IVF_FLAT

IVF_FLAT (Inverted File + Flat) is an index for dense, floating‑point vectors. It improves search latency on large datasets by clustering vectors into partitions and only scanning the most relevant partitions at query time.

If you’re already happy with brute‑force accuracy but need faster queries at scale, IVF_FLAT is a great first “approximate” index to try.

When to use it

Use IVF_FLAT when:

• Your collection is large (hundreds of thousands to billions of vectors).
• You want faster search while keeping high accuracy.
• You can afford a bit more memory than compressed indexes (because vectors are stored as-is inside each partition).

Avoid IVF_FLAT when:

• Your dataset is small (a flat scan is often simpler and fast enough).
• You need maximum recall without tuning (use a FLAT index).

How it works

IVF_FLAT has two layers:

1. IVF (Inverted File): Milvus clusters your vectors using k‑means and creates nlist partitions. Each partition has a centroid.
2. FLAT inside each partition: Vectors inside a partition are stored in their original form (no compression), so distance calculations remain precise for the candidates you scan.

At search time, the query vector is compared to partition centroids, then Milvus searches only the top nprobe partitions for candidates.

• Higher nprobe → better recall (more partitions scanned) but slower queries.
• Lower nprobe → faster queries but potentially lower recall.

Key parameters

Build-time: nlist

nlist controls how many partitions you create.

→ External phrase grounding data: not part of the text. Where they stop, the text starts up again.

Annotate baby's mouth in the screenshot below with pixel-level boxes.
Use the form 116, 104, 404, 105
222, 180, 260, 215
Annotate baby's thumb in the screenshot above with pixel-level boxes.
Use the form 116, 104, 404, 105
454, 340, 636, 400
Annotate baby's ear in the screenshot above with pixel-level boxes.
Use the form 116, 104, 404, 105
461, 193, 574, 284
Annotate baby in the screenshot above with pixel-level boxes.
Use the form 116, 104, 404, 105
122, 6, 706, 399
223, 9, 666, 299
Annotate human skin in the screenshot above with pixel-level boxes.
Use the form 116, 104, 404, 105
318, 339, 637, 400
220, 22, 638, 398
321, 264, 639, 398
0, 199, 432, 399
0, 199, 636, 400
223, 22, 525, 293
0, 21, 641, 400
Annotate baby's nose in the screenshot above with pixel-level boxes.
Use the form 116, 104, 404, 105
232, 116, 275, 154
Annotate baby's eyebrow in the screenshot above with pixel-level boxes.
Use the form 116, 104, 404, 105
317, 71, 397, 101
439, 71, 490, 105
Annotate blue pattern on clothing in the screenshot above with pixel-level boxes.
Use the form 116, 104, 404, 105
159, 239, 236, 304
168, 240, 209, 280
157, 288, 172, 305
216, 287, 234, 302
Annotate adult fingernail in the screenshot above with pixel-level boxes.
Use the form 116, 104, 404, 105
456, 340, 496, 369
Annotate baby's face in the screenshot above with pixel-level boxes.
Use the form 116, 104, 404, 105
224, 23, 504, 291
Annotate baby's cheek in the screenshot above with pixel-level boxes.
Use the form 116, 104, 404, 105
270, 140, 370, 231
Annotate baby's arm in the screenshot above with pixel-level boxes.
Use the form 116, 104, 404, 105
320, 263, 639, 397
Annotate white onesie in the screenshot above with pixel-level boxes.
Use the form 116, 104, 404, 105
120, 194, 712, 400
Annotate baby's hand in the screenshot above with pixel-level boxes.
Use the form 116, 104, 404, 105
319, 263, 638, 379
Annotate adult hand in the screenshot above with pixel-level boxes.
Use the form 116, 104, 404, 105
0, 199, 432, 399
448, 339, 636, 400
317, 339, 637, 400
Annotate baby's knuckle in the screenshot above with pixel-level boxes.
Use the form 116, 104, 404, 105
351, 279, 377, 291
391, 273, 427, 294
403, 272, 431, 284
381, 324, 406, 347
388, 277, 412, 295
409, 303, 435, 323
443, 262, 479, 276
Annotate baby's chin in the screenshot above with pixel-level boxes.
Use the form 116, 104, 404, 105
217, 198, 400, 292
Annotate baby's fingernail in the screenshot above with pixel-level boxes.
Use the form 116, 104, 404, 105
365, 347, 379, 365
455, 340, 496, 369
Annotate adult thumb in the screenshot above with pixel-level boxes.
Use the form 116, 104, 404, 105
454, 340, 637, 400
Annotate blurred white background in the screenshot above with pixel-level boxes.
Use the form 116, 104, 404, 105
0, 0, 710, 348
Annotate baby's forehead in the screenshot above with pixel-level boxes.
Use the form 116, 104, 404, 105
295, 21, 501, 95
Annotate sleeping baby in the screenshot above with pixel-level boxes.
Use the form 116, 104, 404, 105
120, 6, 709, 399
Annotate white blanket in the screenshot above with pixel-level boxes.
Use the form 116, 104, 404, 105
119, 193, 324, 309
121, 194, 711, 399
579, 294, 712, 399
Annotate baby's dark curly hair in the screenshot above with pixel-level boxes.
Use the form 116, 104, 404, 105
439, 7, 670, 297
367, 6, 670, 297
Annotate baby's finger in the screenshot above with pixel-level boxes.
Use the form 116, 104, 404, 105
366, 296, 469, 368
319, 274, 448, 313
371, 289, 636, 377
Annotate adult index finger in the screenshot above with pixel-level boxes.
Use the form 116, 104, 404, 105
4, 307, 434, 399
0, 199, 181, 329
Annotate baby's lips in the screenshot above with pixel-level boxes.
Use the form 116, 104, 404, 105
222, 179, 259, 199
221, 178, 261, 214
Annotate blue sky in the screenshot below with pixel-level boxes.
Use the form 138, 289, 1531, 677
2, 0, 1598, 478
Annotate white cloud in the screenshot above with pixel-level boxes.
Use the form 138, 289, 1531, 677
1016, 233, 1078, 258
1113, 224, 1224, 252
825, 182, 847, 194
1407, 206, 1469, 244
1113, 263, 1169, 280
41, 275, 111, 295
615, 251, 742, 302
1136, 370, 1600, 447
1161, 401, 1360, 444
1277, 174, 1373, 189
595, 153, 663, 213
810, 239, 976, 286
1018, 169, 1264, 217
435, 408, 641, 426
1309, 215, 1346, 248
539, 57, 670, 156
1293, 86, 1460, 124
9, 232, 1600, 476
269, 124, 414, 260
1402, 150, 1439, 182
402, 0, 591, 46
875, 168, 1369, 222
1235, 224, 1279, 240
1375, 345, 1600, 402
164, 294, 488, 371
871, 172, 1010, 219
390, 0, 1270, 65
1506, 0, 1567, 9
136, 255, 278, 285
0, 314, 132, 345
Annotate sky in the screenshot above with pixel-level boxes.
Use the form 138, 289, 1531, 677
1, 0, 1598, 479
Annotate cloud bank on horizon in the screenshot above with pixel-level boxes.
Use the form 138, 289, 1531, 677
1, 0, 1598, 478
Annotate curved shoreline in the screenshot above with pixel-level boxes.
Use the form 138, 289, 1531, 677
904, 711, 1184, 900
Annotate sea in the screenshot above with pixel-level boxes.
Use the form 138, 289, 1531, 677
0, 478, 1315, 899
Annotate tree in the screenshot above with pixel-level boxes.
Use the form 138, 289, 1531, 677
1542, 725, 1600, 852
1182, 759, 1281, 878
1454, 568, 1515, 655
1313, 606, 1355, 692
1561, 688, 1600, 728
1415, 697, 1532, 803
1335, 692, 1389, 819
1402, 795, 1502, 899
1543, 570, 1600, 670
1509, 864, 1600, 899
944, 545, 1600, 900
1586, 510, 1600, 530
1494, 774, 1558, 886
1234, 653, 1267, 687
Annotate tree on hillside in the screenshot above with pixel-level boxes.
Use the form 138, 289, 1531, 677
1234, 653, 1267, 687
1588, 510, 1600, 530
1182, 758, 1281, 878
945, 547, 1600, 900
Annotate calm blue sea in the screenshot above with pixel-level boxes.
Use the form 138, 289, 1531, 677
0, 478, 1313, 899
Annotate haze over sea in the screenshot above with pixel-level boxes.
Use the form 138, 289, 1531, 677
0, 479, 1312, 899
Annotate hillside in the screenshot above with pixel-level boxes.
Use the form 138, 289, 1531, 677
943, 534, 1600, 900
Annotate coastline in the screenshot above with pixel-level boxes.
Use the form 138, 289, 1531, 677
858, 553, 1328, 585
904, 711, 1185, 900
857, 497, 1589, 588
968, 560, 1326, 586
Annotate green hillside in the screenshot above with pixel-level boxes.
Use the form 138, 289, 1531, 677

• Bigger nlist → more partitions → fewer vectors per partition → faster scans per partition, but slower index build and more tuning required.
• Smaller nlist → fewer partitions → more vectors per partition → closer to a flat scan.

Query-time: nprobe

nprobe controls how many partitions you scan during search.

• Bigger nprobe → higher recall, higher latency.
• Smaller nprobe → lower latency, lower recall.

Create an IVF_FLAT index

Assuming you already have a vbase connection (see the Connect section in the docs), you can create an index on a vector field.

from dodil import Client
from dodil.vbase import VBaseConfig
 
c = Client(
    service_account_id="...",
    service_account_secret="...",
)
 
vbase = c.vbase.connect(
    VBaseConfig(
        host="vbase-db-<id>.infra.dodil.cloud",
        port=443,
        scheme="https",
        db_name="db_<id>",
    )
)
 
# Build an IVF_FLAT index on your dense vector field
vbase.create_index(
    collection_name="my_collection",
    field_name="embedding",
    index_name="embedding_ivf_flat",
    index_type="IVF_FLAT",
    metric_type="COSINE",  # or "L2", "IP"
    params={
        "nlist": 128,
    },
)

Notes:

• metric_type must match how you plan to measure similarity.
  • COSINE is common for normalized embeddings.
  • L2 (Euclidean) is common for raw float vectors.
  • IP (inner product) is useful for some ranking setups.
• If you change the index type or metric, you’ll typically rebuild the index.

Search with IVF_FLAT

When searching, tune nprobe to balance latency vs recall.

results = vbase.search(
    collection_name="my_collection",
    vector_field="embedding",
    data=[[0.12, 0.98, 0.33, 0.01]],
    limit=10,
    search_params={
        "params": {
            "nprobe": 8,
        }
    },
)
 
for hit in results[0]:
    print(hit["id"], hit["distance"], hit.get("payload"))

Tuning recommendations

These are practical starting points (you’ll still want to benchmark with your data):

• nlist: typically 32 → 4096 depending on dataset size.
  • If your collection is in the low millions, start around nlist=128 or 256.
  • If your collection is very large, increase nlist gradually and re-benchmark.
• nprobe: start around 8 and adjust.
  • If recall is low, increase nprobe.
  • If latency is high, reduce nprobe or revisit nlist.

A simple way to tune:

1. Fix nlist.
2. Sweep nprobe (e.g., 1, 4, 8, 16, 32 …) until recall is acceptable.
3. If you can’t reach good recall without high latency, try a different nlist.

What to expect

• IVF_FLAT is usually much faster than a flat scan on large datasets.
• Accuracy can be very close to FLAT when nprobe is sufficiently high.
• The best settings depend heavily on:
  • dataset size
  • embedding dimension
  • metric type
  • query distribution

If you want even faster search with smaller memory footprints, explore compressed indexes (like IVF_PQ / IVF_SQ8) after you’re comfortable with IVF_FLAT.